Michael Thompson, a PGA Tour winning US golfer, hopes to emulate his idol and three-time Major winner Payne Stewart, who had won the title here in 1981. “I would look to follow Payne Stewart. As a seven-year-old, I remember getting his autograph and to play here, where he played and was so successful, is surreal,” said Thompson.
The Asian Tour event, which has travelled five venues in its unbroken five-decade journey, inspires every Indian golfer to give his best. So far, seven Indians, including amateur P.G. Sethi, have lifted this coveted title and three-time winner Jyoti Randhawa (2000, 2006, 2007) stands tall among them.
Currently Randhawa may not be at his best, but local pro Shiv Kapur, who won twice on the Challenge Tour this year to get back his European Tour card, has been going through a fabulous phase in his career and is billed as the top Indian contender for the title.

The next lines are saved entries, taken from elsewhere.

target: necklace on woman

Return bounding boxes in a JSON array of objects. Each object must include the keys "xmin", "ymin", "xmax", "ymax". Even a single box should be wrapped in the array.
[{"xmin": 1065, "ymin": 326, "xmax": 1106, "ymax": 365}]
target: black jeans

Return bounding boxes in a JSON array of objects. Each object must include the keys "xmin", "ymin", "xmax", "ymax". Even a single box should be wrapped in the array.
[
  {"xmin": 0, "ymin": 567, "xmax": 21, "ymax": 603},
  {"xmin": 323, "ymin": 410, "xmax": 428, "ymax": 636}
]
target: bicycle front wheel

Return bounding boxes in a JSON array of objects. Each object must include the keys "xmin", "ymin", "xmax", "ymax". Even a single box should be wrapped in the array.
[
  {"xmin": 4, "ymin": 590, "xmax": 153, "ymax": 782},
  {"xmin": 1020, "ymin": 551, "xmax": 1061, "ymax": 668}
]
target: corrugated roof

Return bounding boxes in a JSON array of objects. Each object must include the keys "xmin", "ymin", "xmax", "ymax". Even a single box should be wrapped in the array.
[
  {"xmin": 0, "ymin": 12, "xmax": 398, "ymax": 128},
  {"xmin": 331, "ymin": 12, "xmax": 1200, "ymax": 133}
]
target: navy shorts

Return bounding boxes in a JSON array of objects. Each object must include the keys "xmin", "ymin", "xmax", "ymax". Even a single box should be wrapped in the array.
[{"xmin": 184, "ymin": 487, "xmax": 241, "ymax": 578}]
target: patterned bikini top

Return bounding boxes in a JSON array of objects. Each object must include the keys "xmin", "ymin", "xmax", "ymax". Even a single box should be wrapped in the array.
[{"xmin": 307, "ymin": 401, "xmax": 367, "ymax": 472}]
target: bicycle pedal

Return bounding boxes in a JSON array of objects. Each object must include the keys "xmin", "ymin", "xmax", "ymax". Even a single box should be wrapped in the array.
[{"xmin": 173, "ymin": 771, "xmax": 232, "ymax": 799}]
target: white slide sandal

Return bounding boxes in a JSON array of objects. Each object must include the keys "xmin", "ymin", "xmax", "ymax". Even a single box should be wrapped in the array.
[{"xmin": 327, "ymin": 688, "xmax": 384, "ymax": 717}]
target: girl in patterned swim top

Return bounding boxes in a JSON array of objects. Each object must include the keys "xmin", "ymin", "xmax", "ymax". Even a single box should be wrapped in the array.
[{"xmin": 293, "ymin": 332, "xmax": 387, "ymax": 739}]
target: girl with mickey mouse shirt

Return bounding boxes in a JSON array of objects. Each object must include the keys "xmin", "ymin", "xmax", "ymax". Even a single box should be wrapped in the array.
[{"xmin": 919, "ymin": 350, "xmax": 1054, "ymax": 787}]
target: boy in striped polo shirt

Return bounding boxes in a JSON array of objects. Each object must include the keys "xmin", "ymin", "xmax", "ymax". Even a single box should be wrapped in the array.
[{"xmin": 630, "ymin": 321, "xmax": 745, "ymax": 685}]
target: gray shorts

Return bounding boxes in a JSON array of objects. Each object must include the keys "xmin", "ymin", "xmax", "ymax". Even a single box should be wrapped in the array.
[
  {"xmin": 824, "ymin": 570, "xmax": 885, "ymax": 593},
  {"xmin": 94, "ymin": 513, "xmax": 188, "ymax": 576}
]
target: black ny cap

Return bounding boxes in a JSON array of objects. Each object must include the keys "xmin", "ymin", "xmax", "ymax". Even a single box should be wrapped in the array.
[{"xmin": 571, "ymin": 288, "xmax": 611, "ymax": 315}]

Kapur, who won the Dubai Festival City Challenge Tour last week, was optimistic. “Hopefully, this time around I can get off and running early,” said Kapur, who had come close to winning the crown a few times in the past.
Except Jeev Milkha Singh, who is playing in Japan, other prominent Indians such as former winners Arjun Atwal, C. Muniyappa, Ali Sher and Vijay Kumar; the promising duo of Gaganjeet Bhullar and Anirban Lahiri, ranked third and fourth respectively on the Asian Tour Order of Merit; and S.S.P. Chowrasia and Himmat Rai will be seen in action.
Last year’s Avantha Masters champion Jbe Kruger of South Africa, Swedish golfer of Indian origin Daniel Chopra, Jonathan Moore of the US, David Gleeson of Australia and Thailand’s Pariya Junhasavasdikul will be among the overseas players who can throw a challenge to the Indians.